Actually, Dawndra taught me at the 2nd Annual Spoon River Homesteading weekend held the weekend after our first Homesteading Day when Carla Emery was here. I followed Carla & Don down to Tim & Wendy's place.

First Carla, then Wendy, made me promise to keep the Homesteading Weekend going (Tim & Wendy are about 2 hours south of me). I wasn't going to because of the Spoon River Weekend.

The Traveller is NOT jealous. I have a special slightly greasy grey BFL carded with highlights of blue and turquoise that is being spun for mittens for me. I spun as much on the Traveller as I did on the Sonata. sonata is spinning some old roving I got with her (very pretty - black, mulberry & brown merino) while Traveller gets my personal batts. 

Tonight, I carded up a bunch of batts (including a Batt Ugly - remnents of past bat making carded together). I already pulled that into roving - pretty cute actually, some grey BFL, moorit shetland, white silk, red merino, blue & turquoise mill ends, some orange, a bit of moss green.... it's interesting
That Octobor, Carla died and in the spring Wendy (not quite 30) joined her. You better believe we'll have a Homesteader's Weekend every year.

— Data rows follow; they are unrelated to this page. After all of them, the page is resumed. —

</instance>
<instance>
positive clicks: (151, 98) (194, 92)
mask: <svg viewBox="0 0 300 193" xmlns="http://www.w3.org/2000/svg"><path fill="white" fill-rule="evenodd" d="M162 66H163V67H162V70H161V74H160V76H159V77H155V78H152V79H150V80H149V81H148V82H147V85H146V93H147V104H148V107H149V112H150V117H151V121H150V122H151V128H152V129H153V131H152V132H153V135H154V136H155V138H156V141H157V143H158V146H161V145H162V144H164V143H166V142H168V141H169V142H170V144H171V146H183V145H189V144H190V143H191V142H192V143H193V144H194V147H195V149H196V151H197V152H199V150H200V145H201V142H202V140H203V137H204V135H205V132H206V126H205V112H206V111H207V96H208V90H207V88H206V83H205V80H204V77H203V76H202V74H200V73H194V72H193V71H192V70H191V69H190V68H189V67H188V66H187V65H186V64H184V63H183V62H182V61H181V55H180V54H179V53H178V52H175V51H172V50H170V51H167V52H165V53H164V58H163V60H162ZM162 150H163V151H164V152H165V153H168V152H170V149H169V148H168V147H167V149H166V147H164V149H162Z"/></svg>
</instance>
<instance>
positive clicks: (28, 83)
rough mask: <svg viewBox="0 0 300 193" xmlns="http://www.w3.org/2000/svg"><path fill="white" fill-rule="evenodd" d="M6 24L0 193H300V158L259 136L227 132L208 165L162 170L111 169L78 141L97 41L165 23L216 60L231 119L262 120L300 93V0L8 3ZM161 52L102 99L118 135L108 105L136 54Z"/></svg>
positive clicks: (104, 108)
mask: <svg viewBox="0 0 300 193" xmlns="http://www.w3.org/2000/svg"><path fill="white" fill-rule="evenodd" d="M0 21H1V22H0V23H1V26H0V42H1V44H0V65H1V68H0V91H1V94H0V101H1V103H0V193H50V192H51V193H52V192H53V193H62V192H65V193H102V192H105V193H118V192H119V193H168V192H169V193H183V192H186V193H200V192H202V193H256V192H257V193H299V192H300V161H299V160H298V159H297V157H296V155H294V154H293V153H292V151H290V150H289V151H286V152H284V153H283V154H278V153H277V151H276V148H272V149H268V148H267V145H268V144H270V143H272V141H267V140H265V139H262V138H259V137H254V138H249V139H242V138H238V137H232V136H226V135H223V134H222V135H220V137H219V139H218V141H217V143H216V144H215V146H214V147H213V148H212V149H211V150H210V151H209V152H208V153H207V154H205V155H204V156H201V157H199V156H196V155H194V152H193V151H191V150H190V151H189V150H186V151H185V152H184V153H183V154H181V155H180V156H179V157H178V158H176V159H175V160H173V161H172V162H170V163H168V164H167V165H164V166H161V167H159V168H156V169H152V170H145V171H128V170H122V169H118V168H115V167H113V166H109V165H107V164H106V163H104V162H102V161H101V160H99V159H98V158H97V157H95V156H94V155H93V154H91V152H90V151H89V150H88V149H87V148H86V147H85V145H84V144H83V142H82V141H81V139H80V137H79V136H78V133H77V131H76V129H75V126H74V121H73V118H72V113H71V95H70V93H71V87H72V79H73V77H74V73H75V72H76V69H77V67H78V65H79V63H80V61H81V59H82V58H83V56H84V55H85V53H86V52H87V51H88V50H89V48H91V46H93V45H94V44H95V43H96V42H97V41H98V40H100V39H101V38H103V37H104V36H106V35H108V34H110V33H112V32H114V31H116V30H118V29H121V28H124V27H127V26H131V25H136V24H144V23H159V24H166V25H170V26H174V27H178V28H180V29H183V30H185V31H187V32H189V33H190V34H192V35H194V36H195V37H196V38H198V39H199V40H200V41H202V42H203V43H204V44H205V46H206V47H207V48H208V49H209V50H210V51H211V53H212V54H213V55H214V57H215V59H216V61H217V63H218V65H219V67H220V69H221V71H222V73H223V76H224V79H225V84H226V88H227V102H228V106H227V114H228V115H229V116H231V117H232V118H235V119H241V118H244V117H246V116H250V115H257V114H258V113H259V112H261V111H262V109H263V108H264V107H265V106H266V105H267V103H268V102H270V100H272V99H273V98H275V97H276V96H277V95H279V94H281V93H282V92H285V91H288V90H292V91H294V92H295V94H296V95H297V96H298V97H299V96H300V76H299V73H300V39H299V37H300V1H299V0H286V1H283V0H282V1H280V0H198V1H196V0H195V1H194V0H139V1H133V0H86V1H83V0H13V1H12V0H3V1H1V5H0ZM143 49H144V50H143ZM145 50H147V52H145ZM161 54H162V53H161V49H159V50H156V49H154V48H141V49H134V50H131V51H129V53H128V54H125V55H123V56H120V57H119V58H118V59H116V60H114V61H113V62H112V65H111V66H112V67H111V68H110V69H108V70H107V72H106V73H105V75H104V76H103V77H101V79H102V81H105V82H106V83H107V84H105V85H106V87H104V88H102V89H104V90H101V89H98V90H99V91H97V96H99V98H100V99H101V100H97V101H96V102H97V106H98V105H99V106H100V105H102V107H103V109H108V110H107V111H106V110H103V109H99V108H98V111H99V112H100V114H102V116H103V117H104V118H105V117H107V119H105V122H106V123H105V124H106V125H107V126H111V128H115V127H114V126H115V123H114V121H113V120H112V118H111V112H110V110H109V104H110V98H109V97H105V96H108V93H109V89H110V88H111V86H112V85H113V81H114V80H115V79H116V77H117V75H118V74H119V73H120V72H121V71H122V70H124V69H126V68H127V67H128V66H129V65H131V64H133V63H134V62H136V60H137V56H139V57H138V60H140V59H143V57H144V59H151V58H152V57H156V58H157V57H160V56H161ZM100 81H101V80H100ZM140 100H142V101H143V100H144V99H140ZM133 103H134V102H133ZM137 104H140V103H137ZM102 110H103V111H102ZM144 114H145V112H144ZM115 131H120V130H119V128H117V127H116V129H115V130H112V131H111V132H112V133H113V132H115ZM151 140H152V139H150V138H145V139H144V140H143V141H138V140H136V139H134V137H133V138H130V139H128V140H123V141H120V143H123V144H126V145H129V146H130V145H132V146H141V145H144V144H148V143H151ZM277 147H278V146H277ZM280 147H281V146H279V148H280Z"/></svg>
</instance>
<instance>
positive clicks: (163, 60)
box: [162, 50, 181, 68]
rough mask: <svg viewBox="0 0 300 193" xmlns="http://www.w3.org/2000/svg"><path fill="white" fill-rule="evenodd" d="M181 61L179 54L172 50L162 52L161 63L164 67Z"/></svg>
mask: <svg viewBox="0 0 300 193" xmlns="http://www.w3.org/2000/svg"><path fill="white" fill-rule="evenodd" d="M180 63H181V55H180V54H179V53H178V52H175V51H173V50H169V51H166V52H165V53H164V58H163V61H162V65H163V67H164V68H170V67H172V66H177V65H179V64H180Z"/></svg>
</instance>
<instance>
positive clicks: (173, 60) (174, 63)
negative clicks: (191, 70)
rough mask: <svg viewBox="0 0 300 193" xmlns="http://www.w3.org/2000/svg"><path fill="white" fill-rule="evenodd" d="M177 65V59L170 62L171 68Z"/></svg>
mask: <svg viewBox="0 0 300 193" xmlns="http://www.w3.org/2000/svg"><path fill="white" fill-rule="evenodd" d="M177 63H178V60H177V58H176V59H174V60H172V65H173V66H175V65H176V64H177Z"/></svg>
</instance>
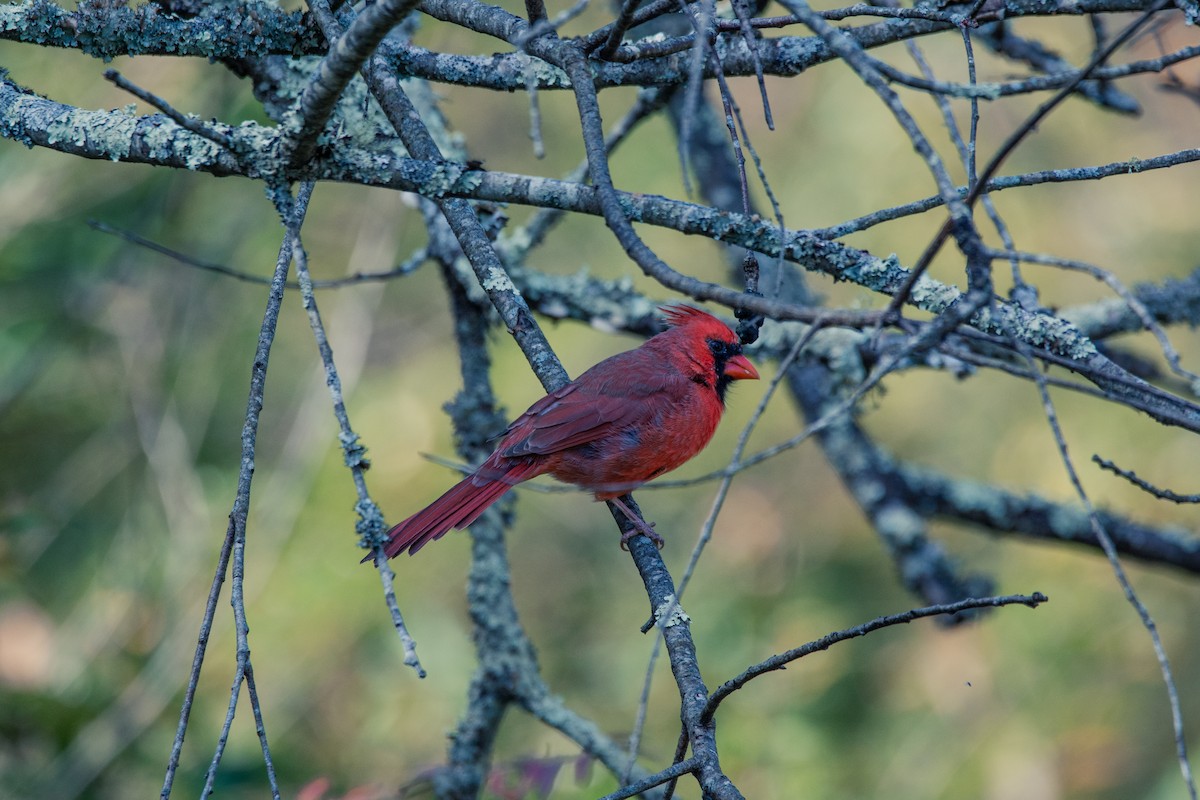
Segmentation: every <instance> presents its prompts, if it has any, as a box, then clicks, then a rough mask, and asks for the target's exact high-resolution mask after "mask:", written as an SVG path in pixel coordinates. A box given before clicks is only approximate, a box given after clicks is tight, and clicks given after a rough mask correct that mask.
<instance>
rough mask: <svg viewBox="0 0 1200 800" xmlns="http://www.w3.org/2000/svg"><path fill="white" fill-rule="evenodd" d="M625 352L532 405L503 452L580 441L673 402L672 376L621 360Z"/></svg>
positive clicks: (526, 455)
mask: <svg viewBox="0 0 1200 800" xmlns="http://www.w3.org/2000/svg"><path fill="white" fill-rule="evenodd" d="M625 355H629V354H624V353H623V354H620V355H619V356H614V357H613V359H610V360H607V361H605V362H601V363H600V365H596V367H593V368H592V369H589V371H588V372H586V373H583V374H582V375H580V378H578V379H577V380H575V381H574V383H570V384H566V385H565V386H563V387H562V389H559V390H557V391H553V392H551V393H550V395H546V397H542V398H541V399H540V401H538V402H536V403H534V404H533V405H532V407H529V410H528V411H526V413H524V414H522V415H521V416H520V417H517V419H516V420H515V421H514V422H512V425H511V426H509V429H508V431H506V433H505V437H504V440H503V441H502V443H500V447H499V452H500V455H502V456H505V457H508V458H515V457H520V456H535V455H536V456H544V455H548V453H554V452H559V451H563V450H566V449H569V447H577V446H580V445H584V444H588V443H589V441H595V440H598V439H601V438H604V437H605V435H607V434H610V433H613V432H616V431H620V429H622V428H625V427H628V426H630V425H634V423H636V422H638V421H640V420H642V419H646V417H647V416H653V415H655V414H656V413H658V405H659V404H661V403H670V402H672V399H673V395H674V393H673V392H671V391H670V385H671V378H670V377H668V375H667V374H664V373H662V372H660V371H647V369H638V368H637V367H638V366H640V365H636V363H631V365H622V363H619V361H618V360H622V356H625ZM614 361H617V362H616V363H614ZM599 367H605V368H604V369H599ZM630 373H634V374H630Z"/></svg>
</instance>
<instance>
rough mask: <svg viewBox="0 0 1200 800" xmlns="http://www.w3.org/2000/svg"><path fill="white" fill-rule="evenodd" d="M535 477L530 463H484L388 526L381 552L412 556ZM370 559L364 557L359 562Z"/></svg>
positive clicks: (466, 521) (536, 472)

Back to twining - bring yourself down an old picture frame about the size of a placemat - I think Paul has finishing nails. We'll get ya going


----------



## Cloverbud (Sep 4, 2006)

Cool! I have a frame down in the basement, and if I can't find it I'll grab one at the dollar store.

How do I prepare the fabric? I have a stash I can start working on ahead of time.


----------



## Katherine in KY (May 11, 2002)

Nice wheel, Cyndi. Congrats


----------